I’m not qualified to weigh in on the Wolfram debate — arguably, I’m not qualified to weigh in on any of this — but I thought y’all might be interested in knowing how this nature question has haunted me my whole life, how it drove me into the arms of an interesting (but possibly dubious) philosopher-physicist, and how I’m coming out on the other side with a little more knowledge about zebras and maybe even a little more knowledge about life.
Do you have a question about nature that haunts you? If so, please let me know, and have a wanderful week. (Oh, and please do share this post with your friends! Thanks!)

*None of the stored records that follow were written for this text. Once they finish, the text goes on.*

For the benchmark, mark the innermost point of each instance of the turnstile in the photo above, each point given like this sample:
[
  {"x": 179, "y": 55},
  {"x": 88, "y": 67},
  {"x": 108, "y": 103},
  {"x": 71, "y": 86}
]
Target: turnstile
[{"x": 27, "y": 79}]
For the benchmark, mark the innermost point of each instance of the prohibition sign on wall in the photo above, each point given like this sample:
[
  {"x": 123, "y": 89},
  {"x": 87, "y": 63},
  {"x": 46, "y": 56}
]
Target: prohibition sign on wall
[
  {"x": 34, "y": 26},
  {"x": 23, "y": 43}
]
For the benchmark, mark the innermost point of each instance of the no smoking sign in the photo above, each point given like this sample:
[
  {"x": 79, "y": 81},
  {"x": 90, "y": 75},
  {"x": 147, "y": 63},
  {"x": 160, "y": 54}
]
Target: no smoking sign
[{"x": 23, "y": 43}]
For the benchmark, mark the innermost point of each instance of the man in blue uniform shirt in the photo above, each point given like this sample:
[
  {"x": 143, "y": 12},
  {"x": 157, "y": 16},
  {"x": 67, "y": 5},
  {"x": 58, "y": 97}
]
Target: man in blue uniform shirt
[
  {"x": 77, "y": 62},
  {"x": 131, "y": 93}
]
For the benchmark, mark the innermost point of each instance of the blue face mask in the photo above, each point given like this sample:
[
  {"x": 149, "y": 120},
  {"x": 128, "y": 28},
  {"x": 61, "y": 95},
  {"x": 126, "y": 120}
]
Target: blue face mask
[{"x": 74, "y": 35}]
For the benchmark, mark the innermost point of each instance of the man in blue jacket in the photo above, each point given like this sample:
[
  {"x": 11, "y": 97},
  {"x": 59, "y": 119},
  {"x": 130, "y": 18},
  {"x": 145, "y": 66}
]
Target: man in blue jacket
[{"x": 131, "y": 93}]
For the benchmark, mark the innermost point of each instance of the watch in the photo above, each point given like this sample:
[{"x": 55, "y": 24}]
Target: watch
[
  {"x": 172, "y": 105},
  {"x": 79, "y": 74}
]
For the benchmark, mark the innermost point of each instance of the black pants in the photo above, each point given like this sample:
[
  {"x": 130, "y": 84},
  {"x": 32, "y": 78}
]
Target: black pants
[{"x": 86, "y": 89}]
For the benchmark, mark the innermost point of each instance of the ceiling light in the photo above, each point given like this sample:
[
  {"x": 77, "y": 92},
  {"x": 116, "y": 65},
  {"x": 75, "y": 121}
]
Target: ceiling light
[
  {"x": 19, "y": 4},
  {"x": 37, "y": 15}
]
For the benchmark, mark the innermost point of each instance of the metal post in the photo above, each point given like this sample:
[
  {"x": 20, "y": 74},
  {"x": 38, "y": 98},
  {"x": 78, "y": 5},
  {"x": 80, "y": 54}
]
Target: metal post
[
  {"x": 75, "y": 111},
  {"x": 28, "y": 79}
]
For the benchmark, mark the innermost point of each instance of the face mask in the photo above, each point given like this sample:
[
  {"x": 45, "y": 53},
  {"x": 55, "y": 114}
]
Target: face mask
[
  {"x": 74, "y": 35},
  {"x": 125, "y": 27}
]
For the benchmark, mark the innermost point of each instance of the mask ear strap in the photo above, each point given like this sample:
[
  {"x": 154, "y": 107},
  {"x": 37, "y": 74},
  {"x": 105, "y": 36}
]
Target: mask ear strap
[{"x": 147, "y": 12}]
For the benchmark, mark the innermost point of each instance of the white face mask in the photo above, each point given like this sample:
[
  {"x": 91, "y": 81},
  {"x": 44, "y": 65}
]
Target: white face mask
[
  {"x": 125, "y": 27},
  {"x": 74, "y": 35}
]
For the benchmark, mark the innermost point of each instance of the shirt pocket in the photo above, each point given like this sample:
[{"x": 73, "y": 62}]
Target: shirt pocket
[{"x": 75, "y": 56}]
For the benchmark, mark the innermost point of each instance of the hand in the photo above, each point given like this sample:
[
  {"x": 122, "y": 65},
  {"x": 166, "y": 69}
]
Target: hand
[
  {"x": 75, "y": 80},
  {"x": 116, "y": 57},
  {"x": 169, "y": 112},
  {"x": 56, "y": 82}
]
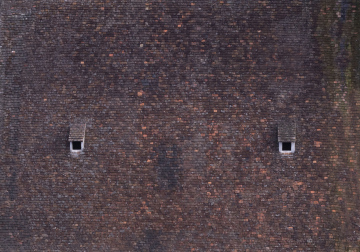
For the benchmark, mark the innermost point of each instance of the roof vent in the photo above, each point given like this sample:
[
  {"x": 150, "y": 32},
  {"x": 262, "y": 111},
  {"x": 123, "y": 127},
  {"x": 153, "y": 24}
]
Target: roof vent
[
  {"x": 77, "y": 137},
  {"x": 287, "y": 136}
]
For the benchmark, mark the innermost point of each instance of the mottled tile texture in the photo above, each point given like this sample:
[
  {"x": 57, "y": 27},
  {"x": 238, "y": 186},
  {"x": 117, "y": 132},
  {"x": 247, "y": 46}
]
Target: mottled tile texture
[{"x": 182, "y": 101}]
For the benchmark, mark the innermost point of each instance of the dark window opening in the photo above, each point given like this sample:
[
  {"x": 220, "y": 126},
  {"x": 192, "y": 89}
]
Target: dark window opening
[
  {"x": 76, "y": 145},
  {"x": 286, "y": 146}
]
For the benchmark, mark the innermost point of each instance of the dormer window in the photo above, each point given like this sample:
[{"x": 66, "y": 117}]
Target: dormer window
[
  {"x": 287, "y": 136},
  {"x": 77, "y": 137}
]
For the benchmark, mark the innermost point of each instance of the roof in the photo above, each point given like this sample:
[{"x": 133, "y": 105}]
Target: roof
[
  {"x": 77, "y": 132},
  {"x": 287, "y": 131}
]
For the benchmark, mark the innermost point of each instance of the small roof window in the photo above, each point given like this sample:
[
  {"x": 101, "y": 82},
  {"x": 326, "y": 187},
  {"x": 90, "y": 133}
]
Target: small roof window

I don't know enough to have a valid opinion, but I don't subscribe to the Dawkins theory of viewing all life as driven by a personification of genes. I think life is more complicated, even at scale. Plenty of creatures thrive with adaptations that seem to reduce their survival. And our view seems hacked to fit our belief that nature is red in tooth and claw, that nothing cooperates, and that's why we must endure capitalism. Except that many trees and mycorrhizal fungi need each other to survive, as I'm reading in Suzanne Simard's Finding the Mother Tree. That doesn't jibe with the ruling class's religion of every person for themself. Except many animals act as "uncles" and "aunts" even when they don't share genetic material with the children they are helping. Except...
Obviously I believe in evolutionary theory, I just think many latched onto the "social Darwinism" angle, which is the religion of capitalism, and one side continually justifies the other, even when the evidence is contrary. I can't wait to read Bitch: On the Female of the Species, because the mental acrobatics that male scientists have used to justify many of their theories is quite similar.
I have also always wondered about the zebras' stripes! I used to read one of Ruth Heller's "How Do You Hide" books to my students every year that shows a zebra "camouflaged" behind a tree, and I would think- uh, we can all see the zebra standing there very clearly. I'm now looking forward to reading An Immense World. Thank you!